A particular study might well involve both types of records. Research into the loss of The Titanic could use the blueprints of the ship’s construction and the voluminous enquiries into the disaster conducted by the Board of Trade and the US Senate, which are both examples of passive records of planning and analysis. Also under consideration might be the passenger and crew lists and copies of wireless messages, which are active records, showing who was on board, the survivors and those who drowned, and that messages had successfully been sent.
Traditionally historical sources have roughly divided into two: primary and secondary. According to Arthur Marwick: “primary sources are sources which came into the actual period of the past which the historian is studying, they are relics and traces left by the past while secondary sources are those accounts written later by historians looking back upon a period in the past.”
In practice, primary sources might be regarded as being original material, such as registers and files, while secondary sources is material which provides background rather than unique information about your ancestors. Unique is the key word here for secondary material is usually printed and available in multiple copies in libraries and elsewhere. Reference books, for example, are secondary material. There is some overlap, such newspapers and directories which can provide unique information about individuals but which are available in multiple copies.
I am not sure that the divide between primary and secondary sources means very much in family history. Our interests and goals are very different to those of traditional historians. We are less concerned with secondary sources, for example, as we are searching for names which may not always be found in reference books. More importantly the divide is meaningless for a number of key genealogical resources, such as newspapers and directories. As printed items both newspapers and directories are not unique (a criteria of secondary sources), but they refer to contemporaneous events (so primary).     

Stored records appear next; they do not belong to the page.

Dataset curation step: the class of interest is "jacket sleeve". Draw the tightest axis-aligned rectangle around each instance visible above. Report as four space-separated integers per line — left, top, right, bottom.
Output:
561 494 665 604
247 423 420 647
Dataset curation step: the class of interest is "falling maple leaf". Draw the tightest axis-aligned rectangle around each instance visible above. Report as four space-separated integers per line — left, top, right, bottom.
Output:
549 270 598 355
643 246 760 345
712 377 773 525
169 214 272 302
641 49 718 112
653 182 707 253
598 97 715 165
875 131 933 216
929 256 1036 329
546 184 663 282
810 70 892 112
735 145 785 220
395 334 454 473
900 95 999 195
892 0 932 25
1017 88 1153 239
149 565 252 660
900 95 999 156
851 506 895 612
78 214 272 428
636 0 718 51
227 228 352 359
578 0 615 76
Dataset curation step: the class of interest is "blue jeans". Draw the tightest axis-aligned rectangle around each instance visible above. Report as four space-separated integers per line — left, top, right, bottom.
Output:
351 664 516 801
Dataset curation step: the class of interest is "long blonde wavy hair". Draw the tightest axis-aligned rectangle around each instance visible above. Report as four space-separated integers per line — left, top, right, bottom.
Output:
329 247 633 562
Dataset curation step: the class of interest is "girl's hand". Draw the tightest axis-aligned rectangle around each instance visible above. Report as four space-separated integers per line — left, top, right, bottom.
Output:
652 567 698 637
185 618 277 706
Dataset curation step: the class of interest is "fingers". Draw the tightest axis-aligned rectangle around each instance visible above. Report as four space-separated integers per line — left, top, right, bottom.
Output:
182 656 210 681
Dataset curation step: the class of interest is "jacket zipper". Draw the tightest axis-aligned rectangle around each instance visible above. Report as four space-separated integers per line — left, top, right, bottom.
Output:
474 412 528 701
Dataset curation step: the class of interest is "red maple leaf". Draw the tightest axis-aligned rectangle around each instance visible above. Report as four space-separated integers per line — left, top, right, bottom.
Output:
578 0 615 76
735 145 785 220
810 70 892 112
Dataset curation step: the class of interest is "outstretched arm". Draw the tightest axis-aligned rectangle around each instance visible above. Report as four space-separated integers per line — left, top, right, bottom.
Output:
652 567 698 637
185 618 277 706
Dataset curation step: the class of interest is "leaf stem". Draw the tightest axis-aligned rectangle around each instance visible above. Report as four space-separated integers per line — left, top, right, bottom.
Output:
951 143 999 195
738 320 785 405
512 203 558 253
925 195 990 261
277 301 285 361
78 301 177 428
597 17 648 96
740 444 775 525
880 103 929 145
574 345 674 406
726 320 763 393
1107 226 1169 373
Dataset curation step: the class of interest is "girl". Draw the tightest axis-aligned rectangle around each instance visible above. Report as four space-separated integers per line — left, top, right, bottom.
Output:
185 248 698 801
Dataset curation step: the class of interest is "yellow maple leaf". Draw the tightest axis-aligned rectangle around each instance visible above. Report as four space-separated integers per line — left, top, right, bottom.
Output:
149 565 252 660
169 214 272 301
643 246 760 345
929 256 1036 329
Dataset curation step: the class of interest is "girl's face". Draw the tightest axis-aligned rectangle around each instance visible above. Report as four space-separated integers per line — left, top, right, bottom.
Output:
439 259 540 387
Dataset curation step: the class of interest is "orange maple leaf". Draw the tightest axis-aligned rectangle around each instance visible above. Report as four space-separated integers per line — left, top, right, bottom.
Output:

The divide in genealogical record sources should perhaps be between “direct” and “indirect” sources. Direct sources are by far the most important because they directly describe our ancestors. Photographs reveal what our ancestors looked like, baptismal registers record individual baptisms, while muster rolls list sailors and soldiers one by one. Directories and newspapers are also direct sources, because they include names, but both of course they can be used indirectly. For example directories often include descriptions of the towns which they are covering as well as list all the innkeepers, while newspapers will graphically describe the flood in which an individual was drowned.
Indirect sources are unlikely to mention individual ancestors, but can provide important background about their lives. War diaries and regimental histories may well describe a unit’s activities but not mention individuals, although they are a key source to understanding an uncle or grandfather’s wartime experiences. Maps too are important as they can show the area where an aunt lived or the land she owned. You are unlikely to use indirect resources when you begin your family tree, but you may turn to them as your research progresses or if you decide to research an interesting forebear in depth.